Population (2026-01-01)
- • Total: 187
- • Density: 24.2/km^{2} (62.6/sq mi)
- Time zone: UTC+1 (CET)
- • Summer (DST): UTC+2 (CEST)
- Postal code: 394 91
- Website: www.bohdalin.cz

= Bohdalín =

Bohdalín is a municipality and village in Pelhřimov District in the Vysočina Region of the Czech Republic. It has about 200 inhabitants.

==Etymology==
The name Bohdalín is derived from the surname Bohdal. The village was founded on a field that belonged to Bohdal and initially was called Bohdalovo pole (literally 'Bohdal's field'), but the name was soon abbreviated to its present form.

==Geography==
Bohdalín is located about 20 km southwest of Pelhřimov and 42 km west of Jihlava. It lies in the Křemešník Highlands. The highest point is at 647 m above sea level. The stream Bohdalínský potok flows through the municipality and supplies here a set of small fishponds.

==History==
The first mention of Bohdalín is in the land register of the Rosenberg family from 1379. In 1610, Bohdalín was acquired by Václav Vencelík of Vrchoviště, but his properties were confiscated in 1620 as a result of the Battle of White Mountain.
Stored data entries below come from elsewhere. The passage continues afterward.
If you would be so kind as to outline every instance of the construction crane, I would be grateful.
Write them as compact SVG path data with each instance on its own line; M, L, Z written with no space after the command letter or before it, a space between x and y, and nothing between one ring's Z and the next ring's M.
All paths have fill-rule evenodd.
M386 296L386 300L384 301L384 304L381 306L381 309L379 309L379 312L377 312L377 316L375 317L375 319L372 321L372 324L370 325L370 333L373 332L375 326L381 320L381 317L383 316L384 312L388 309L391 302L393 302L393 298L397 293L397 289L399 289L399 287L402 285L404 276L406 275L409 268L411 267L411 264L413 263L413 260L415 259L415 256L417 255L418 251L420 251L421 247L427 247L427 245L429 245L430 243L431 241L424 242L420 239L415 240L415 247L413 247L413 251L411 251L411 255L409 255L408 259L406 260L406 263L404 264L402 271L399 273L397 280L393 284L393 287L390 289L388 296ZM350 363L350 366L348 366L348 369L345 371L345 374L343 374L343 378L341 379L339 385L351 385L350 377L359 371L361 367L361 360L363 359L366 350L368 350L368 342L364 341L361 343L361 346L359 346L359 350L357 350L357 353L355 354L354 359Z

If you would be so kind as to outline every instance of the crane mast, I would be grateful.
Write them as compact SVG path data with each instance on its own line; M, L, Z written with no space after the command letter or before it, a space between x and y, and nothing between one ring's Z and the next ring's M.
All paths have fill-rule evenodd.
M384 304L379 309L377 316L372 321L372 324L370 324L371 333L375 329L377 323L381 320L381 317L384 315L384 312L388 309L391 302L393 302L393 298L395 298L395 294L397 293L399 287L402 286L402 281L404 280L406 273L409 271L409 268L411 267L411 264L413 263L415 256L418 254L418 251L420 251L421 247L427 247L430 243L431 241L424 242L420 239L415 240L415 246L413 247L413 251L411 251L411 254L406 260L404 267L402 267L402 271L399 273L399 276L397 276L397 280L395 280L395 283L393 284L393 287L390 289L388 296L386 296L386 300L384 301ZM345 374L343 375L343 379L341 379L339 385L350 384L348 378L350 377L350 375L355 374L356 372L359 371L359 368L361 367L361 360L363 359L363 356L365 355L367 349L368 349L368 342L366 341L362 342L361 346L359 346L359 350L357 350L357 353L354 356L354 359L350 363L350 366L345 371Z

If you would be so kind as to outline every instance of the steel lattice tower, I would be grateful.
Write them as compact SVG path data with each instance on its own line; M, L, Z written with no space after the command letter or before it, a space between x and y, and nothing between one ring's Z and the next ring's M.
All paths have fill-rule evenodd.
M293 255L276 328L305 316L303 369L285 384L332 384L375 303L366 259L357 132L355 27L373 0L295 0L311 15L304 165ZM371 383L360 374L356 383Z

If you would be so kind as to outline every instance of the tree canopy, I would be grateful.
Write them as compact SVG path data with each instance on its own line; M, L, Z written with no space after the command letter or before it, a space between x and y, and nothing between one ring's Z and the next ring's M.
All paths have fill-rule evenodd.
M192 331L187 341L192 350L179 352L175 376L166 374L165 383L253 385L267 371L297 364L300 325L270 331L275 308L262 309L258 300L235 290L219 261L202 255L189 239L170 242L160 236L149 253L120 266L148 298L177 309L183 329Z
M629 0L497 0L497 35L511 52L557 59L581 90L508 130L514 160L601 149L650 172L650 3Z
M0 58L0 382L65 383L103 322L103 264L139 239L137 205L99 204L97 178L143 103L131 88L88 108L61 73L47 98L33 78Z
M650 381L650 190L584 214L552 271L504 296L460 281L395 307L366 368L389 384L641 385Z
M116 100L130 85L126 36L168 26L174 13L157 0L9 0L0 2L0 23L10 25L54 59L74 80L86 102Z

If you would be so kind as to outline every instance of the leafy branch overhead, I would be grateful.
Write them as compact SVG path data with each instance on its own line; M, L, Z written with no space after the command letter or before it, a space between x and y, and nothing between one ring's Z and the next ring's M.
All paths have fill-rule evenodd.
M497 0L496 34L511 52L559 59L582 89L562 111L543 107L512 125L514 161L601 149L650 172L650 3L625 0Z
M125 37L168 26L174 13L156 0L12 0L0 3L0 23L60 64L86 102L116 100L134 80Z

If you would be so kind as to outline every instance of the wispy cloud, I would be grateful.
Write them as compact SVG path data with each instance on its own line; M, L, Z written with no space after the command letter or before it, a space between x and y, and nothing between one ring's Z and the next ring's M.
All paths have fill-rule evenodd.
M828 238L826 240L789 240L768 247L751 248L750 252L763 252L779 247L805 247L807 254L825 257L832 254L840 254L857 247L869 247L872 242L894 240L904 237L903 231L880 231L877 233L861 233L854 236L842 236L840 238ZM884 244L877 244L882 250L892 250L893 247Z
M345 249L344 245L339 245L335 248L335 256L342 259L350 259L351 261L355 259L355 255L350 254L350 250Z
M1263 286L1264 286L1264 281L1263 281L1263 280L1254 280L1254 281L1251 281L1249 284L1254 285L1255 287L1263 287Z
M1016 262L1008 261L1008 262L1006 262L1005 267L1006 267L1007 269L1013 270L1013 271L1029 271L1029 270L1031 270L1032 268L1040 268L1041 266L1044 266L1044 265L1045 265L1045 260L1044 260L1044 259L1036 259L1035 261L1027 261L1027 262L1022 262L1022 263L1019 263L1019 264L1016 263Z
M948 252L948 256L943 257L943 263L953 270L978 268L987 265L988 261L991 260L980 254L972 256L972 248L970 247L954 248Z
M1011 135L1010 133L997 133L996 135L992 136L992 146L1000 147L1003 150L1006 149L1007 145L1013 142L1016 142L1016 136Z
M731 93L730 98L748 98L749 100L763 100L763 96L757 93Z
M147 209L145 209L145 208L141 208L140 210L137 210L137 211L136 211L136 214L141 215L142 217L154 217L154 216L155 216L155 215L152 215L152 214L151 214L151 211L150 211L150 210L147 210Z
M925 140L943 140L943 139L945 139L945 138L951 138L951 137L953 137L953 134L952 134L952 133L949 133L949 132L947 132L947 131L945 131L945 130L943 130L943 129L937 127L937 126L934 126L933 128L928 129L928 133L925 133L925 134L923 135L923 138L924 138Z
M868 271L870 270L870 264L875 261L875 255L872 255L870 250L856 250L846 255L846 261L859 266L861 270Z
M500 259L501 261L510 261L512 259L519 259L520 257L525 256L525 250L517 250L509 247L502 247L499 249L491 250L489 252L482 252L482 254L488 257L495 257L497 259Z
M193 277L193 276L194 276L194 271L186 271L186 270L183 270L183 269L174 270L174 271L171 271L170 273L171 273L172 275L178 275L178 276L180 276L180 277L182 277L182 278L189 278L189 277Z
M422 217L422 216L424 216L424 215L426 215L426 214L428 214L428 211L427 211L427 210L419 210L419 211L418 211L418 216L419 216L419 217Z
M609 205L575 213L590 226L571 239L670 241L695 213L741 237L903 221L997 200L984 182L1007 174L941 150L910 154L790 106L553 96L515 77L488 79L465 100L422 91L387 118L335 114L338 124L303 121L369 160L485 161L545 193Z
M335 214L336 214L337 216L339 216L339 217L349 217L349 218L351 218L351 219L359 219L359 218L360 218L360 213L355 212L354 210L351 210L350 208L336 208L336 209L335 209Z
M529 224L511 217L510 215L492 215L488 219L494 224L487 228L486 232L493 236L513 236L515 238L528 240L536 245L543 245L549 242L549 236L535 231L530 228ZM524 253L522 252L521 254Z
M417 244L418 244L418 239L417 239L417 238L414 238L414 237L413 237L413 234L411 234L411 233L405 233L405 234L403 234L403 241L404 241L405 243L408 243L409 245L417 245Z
Bohdalín belonged to the estate that was purchased by foreign nobleman Jindřich Paradys of Eskaide in 1623. After the death of Jindřich Paradys, the estate was divided and Bohdalín became a part of the Černovice estate, which was inherited by the Talmberk family. In 1680, the village was hit by a plague epidemic.

==Transport==
There are no major roads passing through Bohdalín. The railway that runs through the municipality is unused.

==Sights==
There are no protected cultural monuments in the municipality.